What is a C-section?

What is a C-section?

While it's true that 2 out of 3 births are vaginal, 1 in 3 women have the chance of needing a c-section in order to bring their child into the world. Sometimes this procedure is pre-planned, and sometimes it's a last-minute decision that has to be made for the health of the mother and/or child. Because many occurrences of this procedure are not planned in advance, it's important for any expecting mother to understand the ins and outs of a c-section procedure. In the event that a vaginal birth is no longer a feasible option, a new mother should feel confident and prepared for the possibility of needing to move to plan c.

What is a c-section?

A c-section, also called a caesarean section is a surgical procedure in which incisions are made in the mother's abdomen and uterus in order to deliver a child. If all goes well, a c-section will typically take 45 minutes to an hour to complete.

As with any major surgery, there can be a chance of complications associated with having a c-sections such as infection, blood loss, blood clots, or injury to internal organs. While there will be risk associated with any surgery, c-sections are a very common procedure and many patients experience few to no complications following the operation.

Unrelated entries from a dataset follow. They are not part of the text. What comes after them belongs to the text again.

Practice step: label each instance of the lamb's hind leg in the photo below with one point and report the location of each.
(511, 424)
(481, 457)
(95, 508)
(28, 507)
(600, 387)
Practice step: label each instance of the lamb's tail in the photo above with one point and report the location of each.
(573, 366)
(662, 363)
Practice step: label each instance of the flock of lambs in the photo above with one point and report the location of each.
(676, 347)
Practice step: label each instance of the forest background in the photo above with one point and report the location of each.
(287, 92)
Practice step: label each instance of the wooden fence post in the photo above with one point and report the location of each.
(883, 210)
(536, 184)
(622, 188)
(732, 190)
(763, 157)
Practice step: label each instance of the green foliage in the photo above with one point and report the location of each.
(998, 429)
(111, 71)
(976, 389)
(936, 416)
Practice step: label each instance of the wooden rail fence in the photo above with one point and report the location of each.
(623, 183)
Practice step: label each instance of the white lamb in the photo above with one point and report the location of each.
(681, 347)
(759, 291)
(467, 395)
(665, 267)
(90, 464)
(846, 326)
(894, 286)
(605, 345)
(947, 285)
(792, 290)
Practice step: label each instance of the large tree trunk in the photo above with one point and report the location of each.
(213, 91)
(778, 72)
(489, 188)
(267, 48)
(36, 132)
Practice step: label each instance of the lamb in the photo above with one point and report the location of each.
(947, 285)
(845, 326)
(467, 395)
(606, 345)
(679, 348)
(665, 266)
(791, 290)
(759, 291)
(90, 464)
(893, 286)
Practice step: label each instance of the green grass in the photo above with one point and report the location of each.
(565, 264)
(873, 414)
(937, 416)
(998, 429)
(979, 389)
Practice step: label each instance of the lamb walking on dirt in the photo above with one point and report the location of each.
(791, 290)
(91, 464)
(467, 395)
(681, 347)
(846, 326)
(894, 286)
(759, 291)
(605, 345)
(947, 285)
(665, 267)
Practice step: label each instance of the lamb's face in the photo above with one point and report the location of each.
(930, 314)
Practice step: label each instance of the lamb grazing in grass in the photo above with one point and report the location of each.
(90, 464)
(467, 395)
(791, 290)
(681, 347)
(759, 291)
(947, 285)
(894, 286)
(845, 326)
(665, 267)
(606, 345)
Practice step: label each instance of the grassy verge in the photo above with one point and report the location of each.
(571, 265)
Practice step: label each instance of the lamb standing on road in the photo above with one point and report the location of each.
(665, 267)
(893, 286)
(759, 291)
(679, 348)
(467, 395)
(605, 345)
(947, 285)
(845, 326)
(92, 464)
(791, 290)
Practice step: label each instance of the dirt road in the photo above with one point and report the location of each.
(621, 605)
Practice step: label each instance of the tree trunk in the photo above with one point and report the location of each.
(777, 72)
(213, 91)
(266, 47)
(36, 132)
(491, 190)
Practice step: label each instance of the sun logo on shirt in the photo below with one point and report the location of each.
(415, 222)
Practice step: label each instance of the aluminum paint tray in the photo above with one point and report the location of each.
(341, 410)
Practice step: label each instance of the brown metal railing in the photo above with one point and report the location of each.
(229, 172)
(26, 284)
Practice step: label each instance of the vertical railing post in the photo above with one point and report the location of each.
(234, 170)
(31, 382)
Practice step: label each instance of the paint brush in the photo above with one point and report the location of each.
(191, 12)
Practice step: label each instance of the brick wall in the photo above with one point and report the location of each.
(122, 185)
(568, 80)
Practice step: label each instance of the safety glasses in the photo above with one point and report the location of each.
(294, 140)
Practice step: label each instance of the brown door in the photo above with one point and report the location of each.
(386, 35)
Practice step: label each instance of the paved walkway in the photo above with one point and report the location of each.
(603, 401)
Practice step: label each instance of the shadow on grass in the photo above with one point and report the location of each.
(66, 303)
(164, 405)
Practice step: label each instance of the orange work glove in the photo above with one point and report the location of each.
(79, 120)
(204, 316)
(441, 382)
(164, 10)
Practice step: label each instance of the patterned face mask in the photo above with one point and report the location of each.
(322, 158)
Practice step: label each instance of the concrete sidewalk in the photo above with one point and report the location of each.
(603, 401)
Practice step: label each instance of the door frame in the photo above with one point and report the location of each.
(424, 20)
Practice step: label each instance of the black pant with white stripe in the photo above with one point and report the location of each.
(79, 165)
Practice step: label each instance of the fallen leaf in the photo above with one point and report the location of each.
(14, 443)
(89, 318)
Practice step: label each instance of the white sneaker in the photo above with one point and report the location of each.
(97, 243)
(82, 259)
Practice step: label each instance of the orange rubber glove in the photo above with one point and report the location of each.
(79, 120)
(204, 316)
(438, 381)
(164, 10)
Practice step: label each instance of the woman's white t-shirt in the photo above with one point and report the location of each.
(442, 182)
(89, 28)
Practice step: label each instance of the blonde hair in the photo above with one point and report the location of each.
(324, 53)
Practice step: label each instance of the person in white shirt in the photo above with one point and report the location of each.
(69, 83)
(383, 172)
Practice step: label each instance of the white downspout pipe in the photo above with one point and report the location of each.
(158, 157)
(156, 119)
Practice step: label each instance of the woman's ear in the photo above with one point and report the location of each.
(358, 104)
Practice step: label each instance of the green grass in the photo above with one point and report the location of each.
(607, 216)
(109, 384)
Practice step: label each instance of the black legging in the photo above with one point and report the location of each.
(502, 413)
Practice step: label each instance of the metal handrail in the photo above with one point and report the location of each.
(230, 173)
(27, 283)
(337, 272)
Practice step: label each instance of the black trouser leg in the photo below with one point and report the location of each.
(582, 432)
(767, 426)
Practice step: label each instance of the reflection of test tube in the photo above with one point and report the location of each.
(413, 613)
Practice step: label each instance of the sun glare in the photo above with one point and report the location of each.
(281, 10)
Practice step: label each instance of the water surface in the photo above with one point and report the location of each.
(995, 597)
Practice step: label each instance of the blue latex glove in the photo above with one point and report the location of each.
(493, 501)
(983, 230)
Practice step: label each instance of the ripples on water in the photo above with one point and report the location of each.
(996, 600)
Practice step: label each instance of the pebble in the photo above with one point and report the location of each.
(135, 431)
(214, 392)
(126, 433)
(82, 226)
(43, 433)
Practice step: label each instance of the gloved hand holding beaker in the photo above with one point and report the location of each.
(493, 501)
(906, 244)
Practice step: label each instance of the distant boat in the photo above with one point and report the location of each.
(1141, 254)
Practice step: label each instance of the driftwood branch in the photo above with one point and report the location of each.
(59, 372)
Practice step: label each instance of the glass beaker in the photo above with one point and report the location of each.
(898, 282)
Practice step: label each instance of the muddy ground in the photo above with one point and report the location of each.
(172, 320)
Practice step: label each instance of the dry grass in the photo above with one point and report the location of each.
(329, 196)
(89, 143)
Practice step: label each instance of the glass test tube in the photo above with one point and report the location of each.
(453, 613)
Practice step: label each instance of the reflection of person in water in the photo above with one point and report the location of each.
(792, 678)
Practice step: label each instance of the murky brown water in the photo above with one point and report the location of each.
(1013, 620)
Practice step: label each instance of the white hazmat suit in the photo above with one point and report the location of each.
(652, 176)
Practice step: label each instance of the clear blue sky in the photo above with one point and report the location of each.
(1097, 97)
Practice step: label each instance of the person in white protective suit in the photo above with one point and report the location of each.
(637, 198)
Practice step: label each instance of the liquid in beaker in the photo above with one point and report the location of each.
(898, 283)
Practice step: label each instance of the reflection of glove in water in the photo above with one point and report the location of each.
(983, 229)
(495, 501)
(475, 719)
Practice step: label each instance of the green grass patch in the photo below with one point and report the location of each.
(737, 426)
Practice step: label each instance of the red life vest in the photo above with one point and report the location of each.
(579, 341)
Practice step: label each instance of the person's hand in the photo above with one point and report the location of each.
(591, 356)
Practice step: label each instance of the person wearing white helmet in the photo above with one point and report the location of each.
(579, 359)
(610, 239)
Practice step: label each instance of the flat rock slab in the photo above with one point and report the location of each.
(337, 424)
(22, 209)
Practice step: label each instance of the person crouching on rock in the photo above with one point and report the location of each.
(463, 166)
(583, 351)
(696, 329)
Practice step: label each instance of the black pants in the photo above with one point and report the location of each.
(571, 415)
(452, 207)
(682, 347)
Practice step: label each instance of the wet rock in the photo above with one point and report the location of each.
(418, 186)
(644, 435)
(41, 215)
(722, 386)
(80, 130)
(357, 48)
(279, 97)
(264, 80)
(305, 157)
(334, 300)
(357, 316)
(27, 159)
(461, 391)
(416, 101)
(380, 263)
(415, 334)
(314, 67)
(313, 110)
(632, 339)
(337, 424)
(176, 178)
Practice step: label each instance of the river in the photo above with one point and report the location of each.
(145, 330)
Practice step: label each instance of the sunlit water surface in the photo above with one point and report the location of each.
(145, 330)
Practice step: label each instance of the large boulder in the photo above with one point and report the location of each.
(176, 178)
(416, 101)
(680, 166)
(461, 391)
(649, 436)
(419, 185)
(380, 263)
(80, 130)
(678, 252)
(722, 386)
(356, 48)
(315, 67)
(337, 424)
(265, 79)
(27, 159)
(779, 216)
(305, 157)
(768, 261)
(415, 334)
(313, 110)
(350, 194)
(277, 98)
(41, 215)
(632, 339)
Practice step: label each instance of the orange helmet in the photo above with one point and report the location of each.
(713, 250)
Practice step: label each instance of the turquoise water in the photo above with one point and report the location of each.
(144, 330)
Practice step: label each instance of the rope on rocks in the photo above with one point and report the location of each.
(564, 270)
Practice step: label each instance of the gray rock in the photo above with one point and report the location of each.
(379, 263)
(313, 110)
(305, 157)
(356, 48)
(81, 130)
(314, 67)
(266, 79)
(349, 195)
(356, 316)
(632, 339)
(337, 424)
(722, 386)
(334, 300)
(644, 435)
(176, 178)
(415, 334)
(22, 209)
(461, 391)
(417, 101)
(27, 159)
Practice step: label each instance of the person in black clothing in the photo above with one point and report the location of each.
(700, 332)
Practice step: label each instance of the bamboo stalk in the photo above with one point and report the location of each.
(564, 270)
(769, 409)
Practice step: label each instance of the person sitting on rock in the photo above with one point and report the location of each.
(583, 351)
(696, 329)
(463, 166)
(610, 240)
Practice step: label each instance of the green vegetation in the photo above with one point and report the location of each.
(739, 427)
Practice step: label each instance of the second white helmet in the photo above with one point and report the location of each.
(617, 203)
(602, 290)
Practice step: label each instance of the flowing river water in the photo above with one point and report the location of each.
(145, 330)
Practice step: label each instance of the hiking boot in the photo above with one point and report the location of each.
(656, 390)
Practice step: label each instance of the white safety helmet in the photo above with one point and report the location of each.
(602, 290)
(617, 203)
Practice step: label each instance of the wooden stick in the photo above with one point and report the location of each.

When is a c-section necessary?

Now that you know what a caesarean section is, you might be wondering in which cases it might be necessary to have this procedure in place of vaginal birth. Here are some of the most common times when a caesarean section might be substituted for a vaginal birth:

  • Complications during pregnancy
    Scenarios such as having had a c-section in an earlier pregnancy, other previous surgeries to your uterus that leave scar tissue, complications with the placenta, a pre-existing condition like HIV or HSV, diabetes or high blood pressure, or the birth of twins, triplets, etc can warrant the need for a c-section.
  • Complications during labor 
    Complications during labor can include the baby being too big to pass through the vaginal opening, the baby not being in the correct position (feet or shoulder coming out first), labor being too slow or stopping completely, umbilical cord prolapse, fetal distress, or the child having a disability that makes it dangerous for them to exit the body through the vaginal opening.
  • Scheduled c-sections 
    While it is more rare than planning for a vaginal birth, some mothers and doctors will choose to schedule a c-section birth ahead of time. These cases are most often due to the way the baby is positioned, the presence of multiple babies being delivered, or because the mother has had a previous c-section. Women who have had an earlier c-section procedure tend to continue having c-sections as existing scars, especially vertical ones, can increases the risk of uterine rupture during vaginal birth. 

    While less common, some women will also opt for a c-section in place of a vaginal birth because they fear the pain of a vaginal birth or the potential side effects that can come with a vaginal birth.

How long is the recovery period after a c-section?

The short answer is 4-6 weeks.

Most new mother's who undergo a c-section can expect to stay in the hospital for about 4 days post-op. You will likely have a good amount of cramping and some bleeding for the first few days after the procedure. This is a sign that your uterus is shrinking and healing accordingly. Your doctor will likely give you medications to help manage any pain and discomfort you might experience. 

Around the 2 week mark you'll start having follow-up appointments with your doctor and should feel quite a bit better. Cramping and pain should be starting to subside and you'll find it easier to move around.

By the 4-6 week point you should feel almost completely healed and back to your normal routine!


Whether you're planning a c-section or not, it's important to be mentally prepared and informed about this method of childbirth in the event that you experience complications during labor. At the end of the day, if you have a doctor you trust and who communicates with you, you should be in good hands and be able to welcome your child into this world in the way that makes the most sense for your body.